From Tire Review
Goodyear Tire & Rubber Co. will no longer owe $2.7 million in damages for its alleged misconduct following a product liability lawsuit from two couples injured in a motor home accident.
Last week, the U.S. Supreme Court unanimously decided to reverse the $2.74 million in damages against the tiremaker and the two attorneys who represented the company.
The original case started in 2003 when two couples were injured after their motor home swerved and flipped over on an Arizona highway. In 2005, the couples sued Goodyear, claiming the accident was caused by a faulty original equipment Goodyear G159 tire on the motor home. The couple alleged in the lawsuit that the tire shouldn’t have been mounted on the motor home.
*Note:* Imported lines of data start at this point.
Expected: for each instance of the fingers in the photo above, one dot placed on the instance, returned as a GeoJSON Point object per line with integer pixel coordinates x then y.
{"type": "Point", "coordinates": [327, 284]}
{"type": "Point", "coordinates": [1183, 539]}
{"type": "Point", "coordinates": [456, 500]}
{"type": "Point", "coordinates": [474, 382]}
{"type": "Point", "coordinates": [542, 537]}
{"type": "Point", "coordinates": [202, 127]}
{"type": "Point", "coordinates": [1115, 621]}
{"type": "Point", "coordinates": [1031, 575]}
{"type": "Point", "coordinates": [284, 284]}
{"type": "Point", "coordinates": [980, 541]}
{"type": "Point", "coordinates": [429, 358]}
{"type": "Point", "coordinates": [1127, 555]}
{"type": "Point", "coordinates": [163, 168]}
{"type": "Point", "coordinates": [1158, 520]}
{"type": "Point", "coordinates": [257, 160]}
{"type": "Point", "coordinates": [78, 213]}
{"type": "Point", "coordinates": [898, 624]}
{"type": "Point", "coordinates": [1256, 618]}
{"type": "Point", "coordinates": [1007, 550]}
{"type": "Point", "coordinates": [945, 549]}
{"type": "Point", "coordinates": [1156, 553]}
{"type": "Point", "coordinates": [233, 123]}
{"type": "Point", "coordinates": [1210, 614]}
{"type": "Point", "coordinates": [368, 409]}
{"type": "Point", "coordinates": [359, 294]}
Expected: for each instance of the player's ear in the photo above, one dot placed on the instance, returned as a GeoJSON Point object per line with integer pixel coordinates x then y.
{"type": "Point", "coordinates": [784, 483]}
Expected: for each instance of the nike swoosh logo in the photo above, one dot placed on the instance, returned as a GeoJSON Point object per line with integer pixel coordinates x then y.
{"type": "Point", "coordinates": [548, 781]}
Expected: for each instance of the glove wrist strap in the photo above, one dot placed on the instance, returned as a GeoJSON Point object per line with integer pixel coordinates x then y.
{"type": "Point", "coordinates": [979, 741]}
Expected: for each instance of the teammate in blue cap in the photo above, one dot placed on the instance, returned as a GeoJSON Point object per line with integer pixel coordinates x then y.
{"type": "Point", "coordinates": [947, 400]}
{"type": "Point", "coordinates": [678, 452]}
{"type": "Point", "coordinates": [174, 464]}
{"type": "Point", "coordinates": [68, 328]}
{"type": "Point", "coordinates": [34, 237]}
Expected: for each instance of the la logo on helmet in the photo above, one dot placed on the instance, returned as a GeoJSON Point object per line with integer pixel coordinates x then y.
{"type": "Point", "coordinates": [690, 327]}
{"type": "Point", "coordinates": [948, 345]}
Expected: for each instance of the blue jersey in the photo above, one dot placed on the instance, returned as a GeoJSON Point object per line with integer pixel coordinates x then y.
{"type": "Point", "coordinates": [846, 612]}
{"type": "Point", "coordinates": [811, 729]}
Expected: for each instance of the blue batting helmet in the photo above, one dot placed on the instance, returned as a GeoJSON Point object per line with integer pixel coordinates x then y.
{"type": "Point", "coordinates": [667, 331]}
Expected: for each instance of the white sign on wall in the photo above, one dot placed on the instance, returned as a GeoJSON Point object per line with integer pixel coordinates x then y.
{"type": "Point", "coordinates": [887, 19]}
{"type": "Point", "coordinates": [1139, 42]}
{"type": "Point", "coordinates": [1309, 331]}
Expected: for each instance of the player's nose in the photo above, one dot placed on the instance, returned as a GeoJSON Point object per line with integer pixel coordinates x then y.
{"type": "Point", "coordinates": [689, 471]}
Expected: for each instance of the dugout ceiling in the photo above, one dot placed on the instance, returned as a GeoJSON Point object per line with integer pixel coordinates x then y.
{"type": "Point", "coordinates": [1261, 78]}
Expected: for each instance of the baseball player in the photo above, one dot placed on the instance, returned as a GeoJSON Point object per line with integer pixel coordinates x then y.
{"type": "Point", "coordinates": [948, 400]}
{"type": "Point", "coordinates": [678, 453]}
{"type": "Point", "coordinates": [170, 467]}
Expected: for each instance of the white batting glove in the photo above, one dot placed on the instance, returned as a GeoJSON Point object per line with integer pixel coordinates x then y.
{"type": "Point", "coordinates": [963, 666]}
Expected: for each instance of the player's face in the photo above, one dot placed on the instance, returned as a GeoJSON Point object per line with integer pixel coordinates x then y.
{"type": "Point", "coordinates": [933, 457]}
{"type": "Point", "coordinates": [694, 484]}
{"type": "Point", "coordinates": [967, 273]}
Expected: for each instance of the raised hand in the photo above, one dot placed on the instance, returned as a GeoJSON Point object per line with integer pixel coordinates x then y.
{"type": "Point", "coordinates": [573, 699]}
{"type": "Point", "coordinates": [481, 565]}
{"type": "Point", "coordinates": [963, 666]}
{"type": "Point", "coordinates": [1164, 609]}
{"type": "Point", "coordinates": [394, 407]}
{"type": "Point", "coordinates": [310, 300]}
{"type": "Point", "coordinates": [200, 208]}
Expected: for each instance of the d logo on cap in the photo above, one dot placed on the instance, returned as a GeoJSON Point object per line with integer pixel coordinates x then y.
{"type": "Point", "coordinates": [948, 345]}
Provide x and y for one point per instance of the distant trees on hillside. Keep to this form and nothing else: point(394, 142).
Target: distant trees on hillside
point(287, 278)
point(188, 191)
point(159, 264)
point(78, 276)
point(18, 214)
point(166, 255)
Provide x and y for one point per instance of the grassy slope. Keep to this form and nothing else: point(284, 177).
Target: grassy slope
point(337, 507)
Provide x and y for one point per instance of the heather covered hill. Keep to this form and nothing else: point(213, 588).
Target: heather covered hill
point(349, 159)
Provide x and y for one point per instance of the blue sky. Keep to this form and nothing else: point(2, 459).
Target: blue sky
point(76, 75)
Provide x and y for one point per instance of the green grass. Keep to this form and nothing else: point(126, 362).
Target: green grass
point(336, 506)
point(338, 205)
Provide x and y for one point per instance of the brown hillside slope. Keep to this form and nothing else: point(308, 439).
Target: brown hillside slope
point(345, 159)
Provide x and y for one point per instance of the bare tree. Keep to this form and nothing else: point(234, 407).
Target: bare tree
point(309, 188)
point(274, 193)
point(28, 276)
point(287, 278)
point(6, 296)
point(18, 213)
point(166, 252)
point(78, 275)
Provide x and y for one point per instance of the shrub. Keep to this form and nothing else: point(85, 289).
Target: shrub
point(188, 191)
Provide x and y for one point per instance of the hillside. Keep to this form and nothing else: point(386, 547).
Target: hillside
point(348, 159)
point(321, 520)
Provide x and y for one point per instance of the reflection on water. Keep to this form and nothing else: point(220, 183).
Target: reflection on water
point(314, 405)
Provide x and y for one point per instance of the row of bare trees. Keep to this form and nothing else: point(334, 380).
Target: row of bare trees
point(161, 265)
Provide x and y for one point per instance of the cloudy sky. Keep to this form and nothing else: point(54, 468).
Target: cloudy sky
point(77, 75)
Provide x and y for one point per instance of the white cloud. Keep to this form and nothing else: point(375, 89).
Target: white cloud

Goodyear settled in April 2010, but the tiremaker and its attorneys were sued again in November 2012 with the couples’ lawyer claiming Goodyear withheld relevant evidence of tests that showed the G159 tire became abnormally hot at 55 to 65 mph.
An Arizona federal district court judge then ordered Goodyear and its attorneys to pay $2.74 million in attorney fees and court costs to the couples. The U.S. Court of Appeals for the Ninth Circuit upheld the district court decision in July 2015.
One of Goodyear’s attorneys then appealed to the Supreme Court, which reversed the damages decision on April 18, finding that the two lower courts should not have ordered Goodyear to pay legal fees other than those that were specifically from the tiremaker’s alleged misconduct.
“A sanctioning court must determine which fees were incurred because of, and solely because of, the misconduct at issue, and no such finding lies behind the $2.7 million award made and affirmed below,” Justice Elena Kagan wrote.
Justice Neil Gorsuch was not involved in the Supreme Court’s ruling.